The North Star doesn't shine any more

And she used to be my companion.

It's St George's Day

And I'm not with the one I love.

There is nothing new, of course, about love songs in war. And if Ceca is to be Serbia's Vera Lynn, so be it.

But Serbia's forces' sweetheart is a heroine to the lads in blue who stood around us and paraded behind her on the stage, the very Tigers who made Arkan's name a byword for fear along the Drina Valley, the shock troops of "ethnic cleansing" in Slavonia in 1991 before moving on to Bosnia. Are they heading, then, for Kosovo as Mr Robertson claims? Not according to Arkan.

Chatting to Serb journalists in a Belgrade nightclub on Sunday night, he insisted that he would only take his Tigers down to fight the British if they crossed over from Macedonia. He said it with a smile - though not as broad a smile as Ceca gave us yesterday.
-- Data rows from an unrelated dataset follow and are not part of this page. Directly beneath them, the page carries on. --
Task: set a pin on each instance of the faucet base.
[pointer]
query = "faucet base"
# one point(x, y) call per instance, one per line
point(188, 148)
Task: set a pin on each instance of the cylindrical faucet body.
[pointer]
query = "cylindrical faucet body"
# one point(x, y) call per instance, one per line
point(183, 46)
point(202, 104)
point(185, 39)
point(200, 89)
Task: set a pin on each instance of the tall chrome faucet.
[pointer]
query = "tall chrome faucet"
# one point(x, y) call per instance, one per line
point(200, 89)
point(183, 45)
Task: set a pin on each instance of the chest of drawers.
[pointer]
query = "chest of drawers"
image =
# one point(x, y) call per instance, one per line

Children were hoisted onto fathers' shoulders to watch Serbia's most popular rock singer, while another young woman wandered the crowd with a poster claiming: "I am not Monica Lewinsky".

The strange mixture of joy, forgetfulness and fearful abnegation - for as usual only the Serbs are victims of this war - brought about some odd scenes. Take the little yellow car which drew out of the vegetable market a few minutes later with two cardboard anti-aircraft guns taped to the roof.

Or the young man who swooned on the Obranovic statue while holding Vojislav Seselj's black flag with its skull emblem. For Seselj's "White Eagles" were also represented yesterday, those whose claws proved every bit as cruel as Arkan's Tigers along the valley of the Drina. "In God we Trust, in King and Fatherland," it said below the skull. Mihailo Obranovic would have enjoyed that. When Milutin Garasanin annoyed him in the 1840s, Mihaelo was happy to see Milutin beheaded and his head impaled on a spike. These may be long-forgotten conflicts outside the Balkans; but not for the Serbs.

On the corner of the square, someone had stuck up an obituary notice on the wall although close inspection showed its political content.

Normally, the name of the deceased appears on a white sheet of paper with a cross at the top. On this particular document, the name was President Bill Clinton's and the symbol above his head was a swastika.

As usual, the Serbs were fighting their dark past, in conflict with Nazis, Turks, the West, anyone who dared betray them.

My friends have gone and I am such poison and so much betrayal... Ceca sang.

No wonder the Serbs in Republic Square loved her.